Hawaii gov signs bills to ban salary history questions, tweak health care, study paid leave

From: Hawaii Employment Law Letter | 07/31/2018
by Paul Saito

Hawaii Governor David Ige has signed two employment-related bills into law as well as a third measure to create a study group that will prepare a report for the 2020 legislature on the feasibility of implementing paid family leave in the state.

3 key employment law-related actions

Salary history ban. On July 5, 2018, Ige signed Senate Bill (SB) 2351 into law as 2018 Act 108, which will prohibit prospective employers from requesting or considering a job applicant’s wage or salary history as part of an employment application process or compensation offer. Legislators believed an employer’s ability to consider an applicant’s  compensation history was a contributing factor in perpetuating the gender pay discrepancy.  The new law, which takes effect on January 1, 2019, also:

  • prohibits Hawaii employers from establishing policies that require employees to keep their wages secret; and
  • bans retaliation or discrimination against employees who disclose, discuss, or inquire about their own pay or coworkers’ wages.

Health care changes. The second bill took effect when Ige signed it on July 5. SB 2340 is now 2018 Act 111 and incorporates three key components of the federal Affordable Care Act into Hawaii’s Prepaid Health Care Act, Hawaii Revised Statutes chapter 393:

  • Extends dependent coverage to age 26 for policies that provide dependent coverage for children;
  • Prohibits exclusions for preexisting conditions–a limitation or exclusion of benefits, including a denial of coverage based on the fact that the condition was present before the effective date of the coverage; and
  • Prohibits discrimination with regard to premiums or contributions based on the covered individual’s gender.

Paid leave. For the past several years, Hawaii’s legislature has considered numerous proposals to establish a system for employees to receive paid sick leave and paid family leave. The ideas ranged from requiring employers to provide the benefit, arranging for employers and employees to contribute to a state-managed fund, or establishing accounts for employees to fund. A bill to establish a state-managed fund went to a final conference committee this past session but was revised to establish a working group to study the feasibility of implementing a paid leave program to be used for family leave purposes.

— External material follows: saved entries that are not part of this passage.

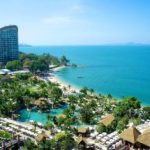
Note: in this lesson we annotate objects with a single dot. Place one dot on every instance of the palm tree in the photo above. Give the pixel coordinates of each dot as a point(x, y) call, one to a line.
point(48, 117)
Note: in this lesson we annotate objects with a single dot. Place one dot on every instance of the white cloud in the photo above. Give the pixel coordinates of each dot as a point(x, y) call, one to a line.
point(56, 20)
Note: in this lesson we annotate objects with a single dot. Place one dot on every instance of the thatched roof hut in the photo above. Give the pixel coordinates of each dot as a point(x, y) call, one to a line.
point(107, 120)
point(61, 116)
point(37, 102)
point(82, 130)
point(130, 135)
point(144, 138)
point(80, 139)
point(42, 136)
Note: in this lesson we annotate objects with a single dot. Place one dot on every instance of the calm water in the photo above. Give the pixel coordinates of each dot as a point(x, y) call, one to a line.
point(26, 116)
point(119, 70)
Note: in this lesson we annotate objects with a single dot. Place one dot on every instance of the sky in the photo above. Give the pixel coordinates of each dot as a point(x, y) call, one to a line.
point(78, 22)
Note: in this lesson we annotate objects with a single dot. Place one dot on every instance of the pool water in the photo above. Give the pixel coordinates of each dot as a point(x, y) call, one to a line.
point(26, 116)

A sticking point has been the size of the employer. Many larger employers already offer paid leave while most small employers do not, and providing such a benefit may cause them severe hardship. As a result, the legislature proposed SB 2990, which asks Hawaii’s Legislative Reference Bureau to research ways to provide paid family leave and submit a proposal for the 2020 legislature to consider. We’ll keep you posted on any developments.